Wednesday, October 6, 2010

if i had more time, i'd make this shorter

The FiO conference is less than a month away - time to start thinking about putting a talk together...By some miracle of science, I already have all of the results for the talk I will be giving in Rochester (in contrast to my usual state of staying up all night the week before the conference desperately trying to get good results). So now I can spend my time making the presentation better.

Most researchers would agree that it's harder to squash months of work into 12 min than it is to give an hour-long seminar on the same topic. Thus, preparing a FiO talk is an exercise in data compression - and it is always a lossy compression scheme. Some strategies I've seen implemented are:

1) downsampling - simply skipping most of the details and giving only a broad overview of the work, but sometimes key pieces end up missing.
2) no compression - 10 point font and 30 equations per slide, such that it would take hours to get through, but the speaker skips over most of it so quickly that no one is able to follow and they run out of time halfway through.
3) no compression - 10 point font and 30 equations per slide, such that it would take hours to get through, but the speaker is famous and no wants to tell them to stop talking. Perhaps the OSA should consider trying the solution developed by the Ig Nobel awards for keeping the conference running on time...

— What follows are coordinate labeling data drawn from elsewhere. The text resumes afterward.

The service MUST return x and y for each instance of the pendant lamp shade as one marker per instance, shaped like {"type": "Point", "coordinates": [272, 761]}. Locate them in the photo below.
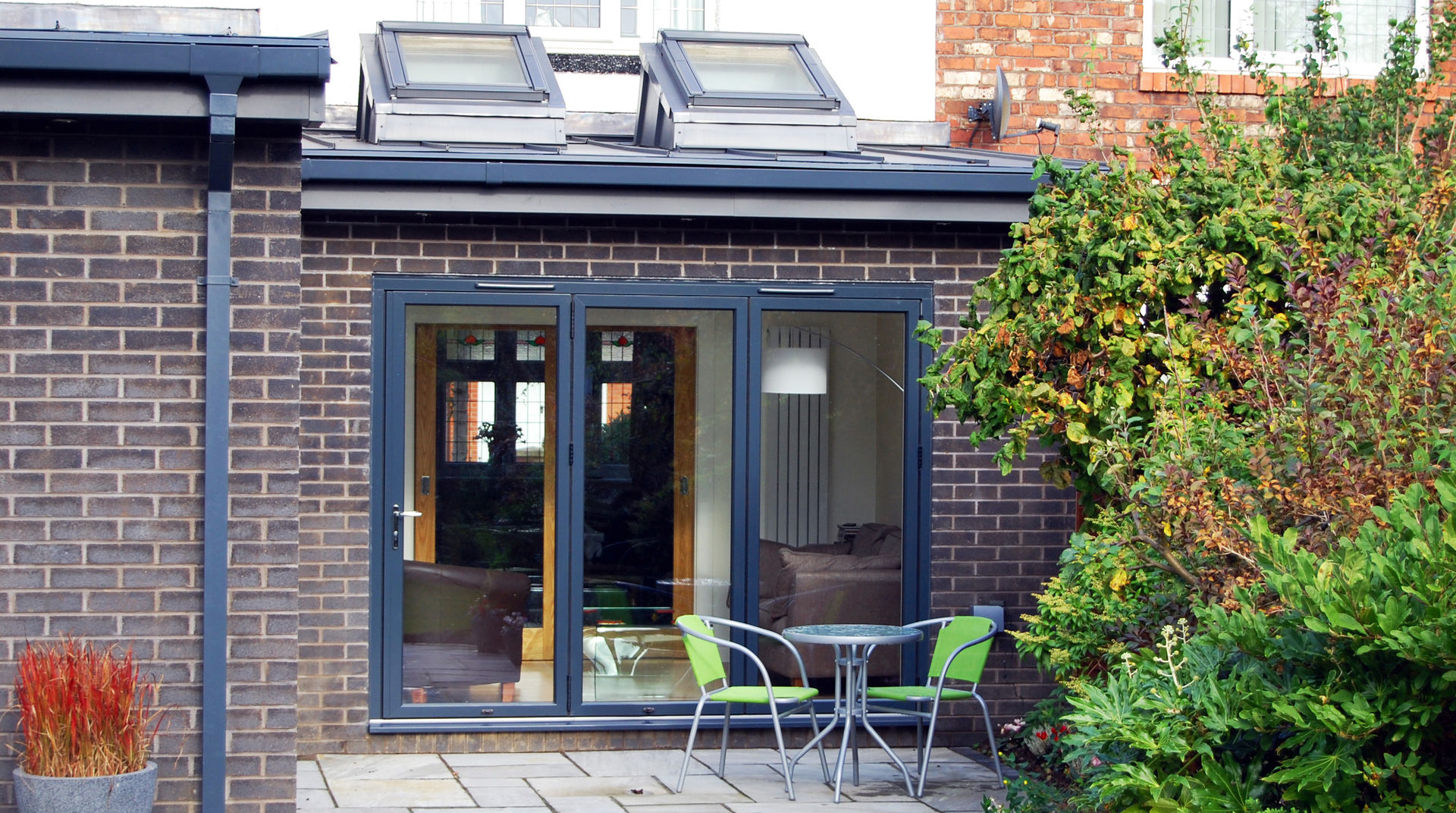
{"type": "Point", "coordinates": [795, 370]}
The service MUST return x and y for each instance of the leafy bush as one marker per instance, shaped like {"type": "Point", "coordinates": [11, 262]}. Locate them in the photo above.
{"type": "Point", "coordinates": [1343, 697]}
{"type": "Point", "coordinates": [1245, 356]}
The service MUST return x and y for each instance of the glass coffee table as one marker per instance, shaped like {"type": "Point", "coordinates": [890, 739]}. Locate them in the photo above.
{"type": "Point", "coordinates": [852, 645]}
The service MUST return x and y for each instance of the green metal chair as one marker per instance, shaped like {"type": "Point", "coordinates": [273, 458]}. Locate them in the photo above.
{"type": "Point", "coordinates": [708, 667]}
{"type": "Point", "coordinates": [960, 654]}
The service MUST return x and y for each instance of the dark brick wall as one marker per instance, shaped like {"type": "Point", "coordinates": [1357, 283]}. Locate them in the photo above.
{"type": "Point", "coordinates": [995, 538]}
{"type": "Point", "coordinates": [101, 425]}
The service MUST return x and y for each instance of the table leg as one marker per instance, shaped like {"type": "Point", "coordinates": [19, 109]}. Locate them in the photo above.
{"type": "Point", "coordinates": [851, 683]}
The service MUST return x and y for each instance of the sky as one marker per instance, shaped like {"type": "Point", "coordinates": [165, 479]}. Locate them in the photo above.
{"type": "Point", "coordinates": [896, 83]}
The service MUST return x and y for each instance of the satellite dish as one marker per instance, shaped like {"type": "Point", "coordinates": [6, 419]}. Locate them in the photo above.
{"type": "Point", "coordinates": [996, 114]}
{"type": "Point", "coordinates": [999, 101]}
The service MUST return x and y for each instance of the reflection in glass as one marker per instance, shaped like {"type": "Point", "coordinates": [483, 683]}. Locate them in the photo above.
{"type": "Point", "coordinates": [731, 67]}
{"type": "Point", "coordinates": [832, 485]}
{"type": "Point", "coordinates": [441, 58]}
{"type": "Point", "coordinates": [478, 561]}
{"type": "Point", "coordinates": [657, 493]}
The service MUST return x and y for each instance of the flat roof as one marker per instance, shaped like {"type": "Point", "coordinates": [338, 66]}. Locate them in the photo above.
{"type": "Point", "coordinates": [617, 177]}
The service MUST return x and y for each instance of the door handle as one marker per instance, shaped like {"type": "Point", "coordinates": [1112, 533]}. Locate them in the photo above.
{"type": "Point", "coordinates": [400, 522]}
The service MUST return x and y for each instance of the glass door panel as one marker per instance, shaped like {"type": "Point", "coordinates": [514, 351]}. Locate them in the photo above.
{"type": "Point", "coordinates": [478, 621]}
{"type": "Point", "coordinates": [657, 496]}
{"type": "Point", "coordinates": [832, 480]}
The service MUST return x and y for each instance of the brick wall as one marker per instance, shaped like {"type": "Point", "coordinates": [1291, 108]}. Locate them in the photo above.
{"type": "Point", "coordinates": [1047, 47]}
{"type": "Point", "coordinates": [993, 538]}
{"type": "Point", "coordinates": [101, 425]}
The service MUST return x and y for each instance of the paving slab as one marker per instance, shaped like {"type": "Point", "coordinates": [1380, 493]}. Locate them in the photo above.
{"type": "Point", "coordinates": [315, 799]}
{"type": "Point", "coordinates": [309, 777]}
{"type": "Point", "coordinates": [476, 773]}
{"type": "Point", "coordinates": [626, 762]}
{"type": "Point", "coordinates": [504, 796]}
{"type": "Point", "coordinates": [383, 767]}
{"type": "Point", "coordinates": [696, 790]}
{"type": "Point", "coordinates": [558, 787]}
{"type": "Point", "coordinates": [584, 805]}
{"type": "Point", "coordinates": [494, 759]}
{"type": "Point", "coordinates": [400, 793]}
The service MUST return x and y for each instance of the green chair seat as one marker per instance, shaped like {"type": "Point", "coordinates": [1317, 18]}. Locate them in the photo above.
{"type": "Point", "coordinates": [919, 694]}
{"type": "Point", "coordinates": [704, 656]}
{"type": "Point", "coordinates": [962, 645]}
{"type": "Point", "coordinates": [758, 694]}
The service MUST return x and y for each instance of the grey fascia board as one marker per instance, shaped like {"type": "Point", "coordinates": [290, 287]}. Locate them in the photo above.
{"type": "Point", "coordinates": [874, 178]}
{"type": "Point", "coordinates": [164, 98]}
{"type": "Point", "coordinates": [305, 60]}
{"type": "Point", "coordinates": [764, 115]}
{"type": "Point", "coordinates": [666, 203]}
{"type": "Point", "coordinates": [482, 108]}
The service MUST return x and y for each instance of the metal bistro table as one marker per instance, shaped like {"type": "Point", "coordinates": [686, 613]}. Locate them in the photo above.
{"type": "Point", "coordinates": [852, 645]}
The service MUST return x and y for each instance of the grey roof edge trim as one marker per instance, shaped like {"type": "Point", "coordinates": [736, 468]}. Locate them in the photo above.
{"type": "Point", "coordinates": [120, 55]}
{"type": "Point", "coordinates": [162, 96]}
{"type": "Point", "coordinates": [871, 178]}
{"type": "Point", "coordinates": [666, 203]}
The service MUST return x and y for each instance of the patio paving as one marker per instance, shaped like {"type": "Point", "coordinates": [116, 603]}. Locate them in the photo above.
{"type": "Point", "coordinates": [628, 781]}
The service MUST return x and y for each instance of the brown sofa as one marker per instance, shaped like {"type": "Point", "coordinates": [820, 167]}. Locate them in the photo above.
{"type": "Point", "coordinates": [843, 583]}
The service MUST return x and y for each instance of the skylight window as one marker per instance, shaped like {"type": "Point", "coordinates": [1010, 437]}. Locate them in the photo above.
{"type": "Point", "coordinates": [748, 71]}
{"type": "Point", "coordinates": [438, 58]}
{"type": "Point", "coordinates": [469, 83]}
{"type": "Point", "coordinates": [717, 91]}
{"type": "Point", "coordinates": [460, 61]}
{"type": "Point", "coordinates": [724, 67]}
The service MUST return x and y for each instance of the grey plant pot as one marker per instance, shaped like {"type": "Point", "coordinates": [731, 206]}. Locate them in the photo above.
{"type": "Point", "coordinates": [123, 793]}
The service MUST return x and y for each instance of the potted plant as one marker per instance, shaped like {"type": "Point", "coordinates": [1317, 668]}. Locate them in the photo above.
{"type": "Point", "coordinates": [86, 726]}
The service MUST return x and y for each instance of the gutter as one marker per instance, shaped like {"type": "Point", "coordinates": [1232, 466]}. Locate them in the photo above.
{"type": "Point", "coordinates": [864, 178]}
{"type": "Point", "coordinates": [216, 442]}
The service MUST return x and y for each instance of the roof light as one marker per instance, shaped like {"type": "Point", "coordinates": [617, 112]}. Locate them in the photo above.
{"type": "Point", "coordinates": [740, 91]}
{"type": "Point", "coordinates": [459, 83]}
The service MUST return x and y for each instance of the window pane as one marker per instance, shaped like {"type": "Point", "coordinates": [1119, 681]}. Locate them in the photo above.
{"type": "Point", "coordinates": [832, 481]}
{"type": "Point", "coordinates": [730, 67]}
{"type": "Point", "coordinates": [1207, 24]}
{"type": "Point", "coordinates": [1282, 25]}
{"type": "Point", "coordinates": [628, 18]}
{"type": "Point", "coordinates": [440, 58]}
{"type": "Point", "coordinates": [580, 14]}
{"type": "Point", "coordinates": [688, 14]}
{"type": "Point", "coordinates": [478, 563]}
{"type": "Point", "coordinates": [1366, 27]}
{"type": "Point", "coordinates": [658, 494]}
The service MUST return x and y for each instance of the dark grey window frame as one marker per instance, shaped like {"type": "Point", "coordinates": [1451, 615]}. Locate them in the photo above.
{"type": "Point", "coordinates": [394, 293]}
{"type": "Point", "coordinates": [533, 63]}
{"type": "Point", "coordinates": [682, 66]}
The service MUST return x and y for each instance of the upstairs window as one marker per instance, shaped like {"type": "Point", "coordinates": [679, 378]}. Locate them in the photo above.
{"type": "Point", "coordinates": [1279, 31]}
{"type": "Point", "coordinates": [440, 60]}
{"type": "Point", "coordinates": [748, 71]}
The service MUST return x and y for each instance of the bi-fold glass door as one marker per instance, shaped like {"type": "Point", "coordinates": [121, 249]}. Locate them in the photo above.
{"type": "Point", "coordinates": [555, 498]}
{"type": "Point", "coordinates": [564, 474]}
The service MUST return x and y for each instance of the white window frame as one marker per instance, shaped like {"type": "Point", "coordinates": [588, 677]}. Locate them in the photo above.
{"type": "Point", "coordinates": [1241, 24]}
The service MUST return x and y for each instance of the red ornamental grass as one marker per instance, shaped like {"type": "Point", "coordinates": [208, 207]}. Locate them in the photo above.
{"type": "Point", "coordinates": [83, 711]}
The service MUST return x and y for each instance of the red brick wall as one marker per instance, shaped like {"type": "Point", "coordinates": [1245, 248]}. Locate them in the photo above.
{"type": "Point", "coordinates": [995, 538]}
{"type": "Point", "coordinates": [1047, 47]}
{"type": "Point", "coordinates": [101, 425]}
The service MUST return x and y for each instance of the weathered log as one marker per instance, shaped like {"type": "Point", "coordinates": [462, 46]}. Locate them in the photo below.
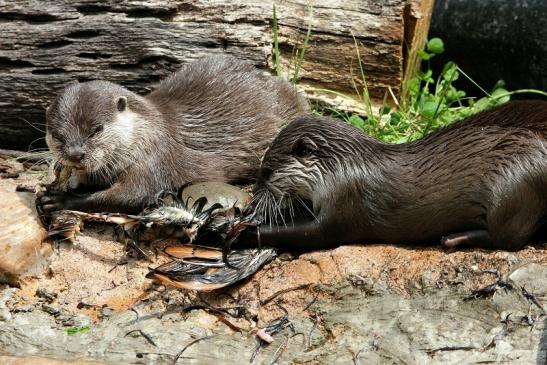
{"type": "Point", "coordinates": [44, 45]}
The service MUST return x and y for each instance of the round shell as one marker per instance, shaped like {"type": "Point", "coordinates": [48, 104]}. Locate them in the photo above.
{"type": "Point", "coordinates": [215, 192]}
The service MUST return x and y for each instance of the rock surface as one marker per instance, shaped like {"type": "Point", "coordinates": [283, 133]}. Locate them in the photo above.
{"type": "Point", "coordinates": [370, 304]}
{"type": "Point", "coordinates": [22, 252]}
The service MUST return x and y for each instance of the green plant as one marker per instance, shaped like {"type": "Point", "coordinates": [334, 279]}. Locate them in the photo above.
{"type": "Point", "coordinates": [431, 101]}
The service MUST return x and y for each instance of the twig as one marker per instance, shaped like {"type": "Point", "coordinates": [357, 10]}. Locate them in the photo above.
{"type": "Point", "coordinates": [283, 291]}
{"type": "Point", "coordinates": [179, 354]}
{"type": "Point", "coordinates": [147, 337]}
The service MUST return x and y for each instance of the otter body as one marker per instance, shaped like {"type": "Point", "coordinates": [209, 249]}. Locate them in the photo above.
{"type": "Point", "coordinates": [209, 121]}
{"type": "Point", "coordinates": [481, 181]}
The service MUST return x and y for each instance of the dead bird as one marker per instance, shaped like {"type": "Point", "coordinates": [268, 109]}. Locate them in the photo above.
{"type": "Point", "coordinates": [207, 216]}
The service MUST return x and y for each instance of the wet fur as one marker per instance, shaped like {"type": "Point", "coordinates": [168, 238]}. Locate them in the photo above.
{"type": "Point", "coordinates": [482, 180]}
{"type": "Point", "coordinates": [209, 121]}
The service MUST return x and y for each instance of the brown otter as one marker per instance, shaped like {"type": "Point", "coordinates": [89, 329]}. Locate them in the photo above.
{"type": "Point", "coordinates": [210, 120]}
{"type": "Point", "coordinates": [481, 181]}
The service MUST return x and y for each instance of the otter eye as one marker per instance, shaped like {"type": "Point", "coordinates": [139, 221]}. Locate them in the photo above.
{"type": "Point", "coordinates": [56, 137]}
{"type": "Point", "coordinates": [96, 130]}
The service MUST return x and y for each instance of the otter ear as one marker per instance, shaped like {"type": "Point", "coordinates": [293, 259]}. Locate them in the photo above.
{"type": "Point", "coordinates": [121, 103]}
{"type": "Point", "coordinates": [303, 147]}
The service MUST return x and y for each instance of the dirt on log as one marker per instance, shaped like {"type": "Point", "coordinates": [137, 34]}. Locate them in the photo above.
{"type": "Point", "coordinates": [44, 45]}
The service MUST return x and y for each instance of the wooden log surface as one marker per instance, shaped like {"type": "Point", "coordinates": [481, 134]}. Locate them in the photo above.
{"type": "Point", "coordinates": [45, 44]}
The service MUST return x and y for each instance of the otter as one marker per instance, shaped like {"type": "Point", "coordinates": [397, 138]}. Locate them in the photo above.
{"type": "Point", "coordinates": [481, 181]}
{"type": "Point", "coordinates": [211, 120]}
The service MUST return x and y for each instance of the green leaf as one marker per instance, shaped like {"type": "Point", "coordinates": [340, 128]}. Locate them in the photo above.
{"type": "Point", "coordinates": [385, 109]}
{"type": "Point", "coordinates": [497, 97]}
{"type": "Point", "coordinates": [428, 109]}
{"type": "Point", "coordinates": [424, 55]}
{"type": "Point", "coordinates": [435, 45]}
{"type": "Point", "coordinates": [499, 85]}
{"type": "Point", "coordinates": [357, 121]}
{"type": "Point", "coordinates": [395, 117]}
{"type": "Point", "coordinates": [450, 72]}
{"type": "Point", "coordinates": [414, 87]}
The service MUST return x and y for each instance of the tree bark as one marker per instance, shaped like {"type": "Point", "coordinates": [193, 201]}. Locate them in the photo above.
{"type": "Point", "coordinates": [44, 45]}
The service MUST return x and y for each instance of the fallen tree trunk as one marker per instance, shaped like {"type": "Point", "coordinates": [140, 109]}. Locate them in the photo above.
{"type": "Point", "coordinates": [45, 45]}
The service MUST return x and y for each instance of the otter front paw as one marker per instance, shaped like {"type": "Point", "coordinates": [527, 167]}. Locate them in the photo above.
{"type": "Point", "coordinates": [51, 202]}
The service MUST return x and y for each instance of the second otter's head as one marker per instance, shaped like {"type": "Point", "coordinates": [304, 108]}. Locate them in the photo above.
{"type": "Point", "coordinates": [304, 160]}
{"type": "Point", "coordinates": [91, 126]}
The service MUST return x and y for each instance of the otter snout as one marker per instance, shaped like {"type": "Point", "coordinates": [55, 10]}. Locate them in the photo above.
{"type": "Point", "coordinates": [263, 176]}
{"type": "Point", "coordinates": [75, 153]}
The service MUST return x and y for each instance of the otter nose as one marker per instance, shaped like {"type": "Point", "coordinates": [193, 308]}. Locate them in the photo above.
{"type": "Point", "coordinates": [75, 153]}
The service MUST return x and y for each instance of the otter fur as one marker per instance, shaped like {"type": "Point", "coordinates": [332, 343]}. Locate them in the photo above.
{"type": "Point", "coordinates": [481, 181]}
{"type": "Point", "coordinates": [212, 120]}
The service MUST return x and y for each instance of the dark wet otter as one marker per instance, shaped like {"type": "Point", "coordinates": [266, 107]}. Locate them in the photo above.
{"type": "Point", "coordinates": [481, 181]}
{"type": "Point", "coordinates": [210, 120]}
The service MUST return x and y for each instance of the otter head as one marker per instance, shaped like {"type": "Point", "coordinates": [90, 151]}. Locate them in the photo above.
{"type": "Point", "coordinates": [297, 164]}
{"type": "Point", "coordinates": [90, 126]}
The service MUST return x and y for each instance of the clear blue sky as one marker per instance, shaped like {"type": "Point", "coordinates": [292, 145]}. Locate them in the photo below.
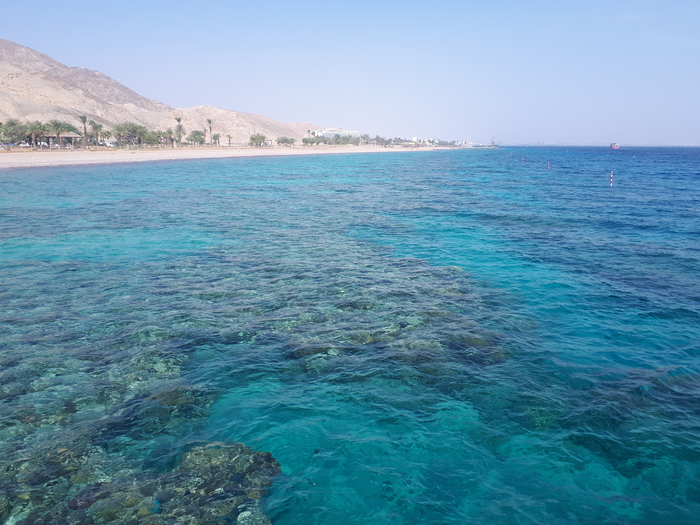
{"type": "Point", "coordinates": [567, 72]}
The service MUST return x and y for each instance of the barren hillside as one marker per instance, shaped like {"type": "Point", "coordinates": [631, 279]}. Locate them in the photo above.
{"type": "Point", "coordinates": [33, 86]}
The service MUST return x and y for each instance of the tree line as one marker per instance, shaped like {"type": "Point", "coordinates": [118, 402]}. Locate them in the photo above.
{"type": "Point", "coordinates": [37, 134]}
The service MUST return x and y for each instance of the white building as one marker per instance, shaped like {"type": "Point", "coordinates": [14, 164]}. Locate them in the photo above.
{"type": "Point", "coordinates": [332, 132]}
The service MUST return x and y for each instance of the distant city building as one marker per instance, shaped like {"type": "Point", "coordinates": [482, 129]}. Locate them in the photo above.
{"type": "Point", "coordinates": [332, 132]}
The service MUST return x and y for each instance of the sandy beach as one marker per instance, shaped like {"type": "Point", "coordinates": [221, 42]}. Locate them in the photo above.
{"type": "Point", "coordinates": [78, 157]}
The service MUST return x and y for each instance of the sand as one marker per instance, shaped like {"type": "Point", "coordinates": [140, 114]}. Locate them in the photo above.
{"type": "Point", "coordinates": [38, 159]}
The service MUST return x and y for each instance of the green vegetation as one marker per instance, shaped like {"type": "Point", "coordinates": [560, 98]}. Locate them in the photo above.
{"type": "Point", "coordinates": [179, 130]}
{"type": "Point", "coordinates": [95, 130]}
{"type": "Point", "coordinates": [130, 133]}
{"type": "Point", "coordinates": [285, 141]}
{"type": "Point", "coordinates": [83, 120]}
{"type": "Point", "coordinates": [196, 137]}
{"type": "Point", "coordinates": [337, 140]}
{"type": "Point", "coordinates": [257, 140]}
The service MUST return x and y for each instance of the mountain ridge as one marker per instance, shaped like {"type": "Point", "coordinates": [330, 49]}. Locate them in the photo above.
{"type": "Point", "coordinates": [34, 86]}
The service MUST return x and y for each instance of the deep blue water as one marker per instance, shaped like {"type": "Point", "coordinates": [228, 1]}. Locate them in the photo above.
{"type": "Point", "coordinates": [432, 337]}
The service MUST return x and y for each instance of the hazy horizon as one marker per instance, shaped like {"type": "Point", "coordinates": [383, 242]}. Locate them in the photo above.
{"type": "Point", "coordinates": [621, 72]}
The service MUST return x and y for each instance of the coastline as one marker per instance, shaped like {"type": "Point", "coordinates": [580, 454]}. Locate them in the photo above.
{"type": "Point", "coordinates": [79, 157]}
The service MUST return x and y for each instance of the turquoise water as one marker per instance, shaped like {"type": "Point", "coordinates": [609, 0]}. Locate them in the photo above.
{"type": "Point", "coordinates": [433, 337]}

The trick is to find the right basis set of information that can convey the overall picture, without glossing over important details, restating ideas or being redundant redundant. Unfortunately, the optimal transmission of research to the receiver (audience) is both content-dependent and audience-dependent, and optimality criteria are often heuristic. Just looking at the overview of topics at FiO, one can assume the audience will be quite broad, so speakers, please keep it simple so that I can follow!